Maigret aß wieder nur mit Lapointe zusammen in der ›Brasserie Dauphine‹, da Janvier und Lucas außer Haus waren.
Um halb drei erhielt Maigret einen Anruf, nach dem ihm leichter wurde. Ein Großteil seiner Sorgen schien wie weggeblasen.
»Spreche ich mit Kommissar Maigret? Ich verbinde Sie mit Monsieur Frémiet, unserem Chefredakteur. Bleiben Sie bitte am Apparat.«
»Sind Sie’s, Maigret?«
Die beiden Männer kannten sich seit langem, Frémiet war Chefredakteur einer der größten Morgenzeitungen.

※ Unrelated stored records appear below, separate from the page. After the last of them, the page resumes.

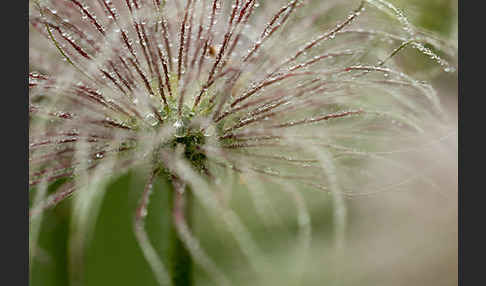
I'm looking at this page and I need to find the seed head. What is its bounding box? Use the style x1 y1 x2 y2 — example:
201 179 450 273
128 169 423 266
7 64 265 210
29 0 454 284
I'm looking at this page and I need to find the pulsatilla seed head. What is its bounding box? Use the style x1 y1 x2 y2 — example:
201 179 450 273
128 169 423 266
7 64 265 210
29 0 453 209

»Ich will mich nicht nach dem Stand der Ermittlungen erkundigen … Der Anlass für meinen Anruf ist, dass wir eine ziemlich sonderbare Botschaft erhalten haben. Dazu noch per Rohrpost, was für eine anonyme Zusendung doch recht ungewöhnlich ist.«
»In der Tat …«
»Sie wissen, dass wir heute früh das Foto der Einbrecherbande von Jouy-en-Josas veröffentlicht haben. Unter das Bild des Matrosen meinte mein Redakteur die Frage setzen zu müssen: ›Ist er der Mörder?‹«
»Ich habe es gesehen.«
»Dieser Ausschnitt ist uns nun zugeschickt worden. Darauf steht, mit grüner Tinte und in Großbuchstaben geschrieben, ein einziges Wort: Nein! «
Mit einem Mal hellte sich die Miene des Kommissars auf.

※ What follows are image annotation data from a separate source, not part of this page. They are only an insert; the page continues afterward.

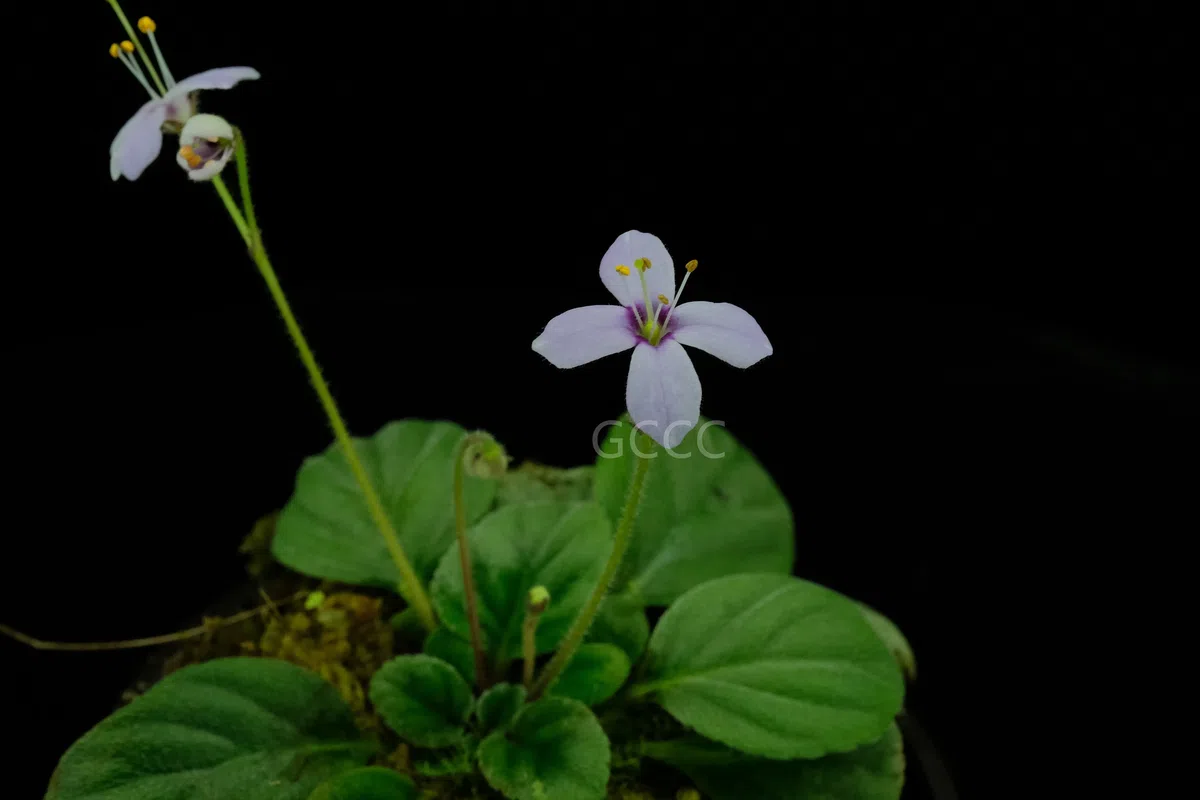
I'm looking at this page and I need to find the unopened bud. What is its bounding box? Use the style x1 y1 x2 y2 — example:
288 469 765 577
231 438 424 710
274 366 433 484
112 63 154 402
526 587 550 614
462 431 512 481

»Wenn es Ihnen recht ist, lasse ich die Botschaft von einem meiner Männer abholen. Wissen Sie, an welchem Postamt die Rohrpost aufgegeben wurde?«
»Rue du Faubourg Montmartre … Herr Kommissar, dürfte ich Sie bitten, unserer Konkurrenz nichts davon zu erzählen? Ich kann die Sache erst morgen herausbringen. Wir haben die Botschaft bereits abfotografiert und stellen gerade die Druckvorlage her … Es sei denn, Sie möchten, dass Stillschweigen darüber gewahrt wird?«
»Nein, im Gegenteil. Mir wäre sogar recht, wenn Sie etwas dazu schreiben würden … Warten Sie … Am besten, Sie äußern die Meinung, es handle sich offensichtlich um einen Scherz, denn der wirkliche Mörder würde sich nicht derart exponieren wollen …«
»Ich glaube, ich habe verstanden …«
»Herzlichen Dank, Monsieur Frémiet. Ich schicke gleich jemanden zu Ihnen.«
Er ging zu den Inspektoren hinüber, schickte einen von ihnen in die Champs-Elysées und bat Lapointe, zu ihm herüberzukommen.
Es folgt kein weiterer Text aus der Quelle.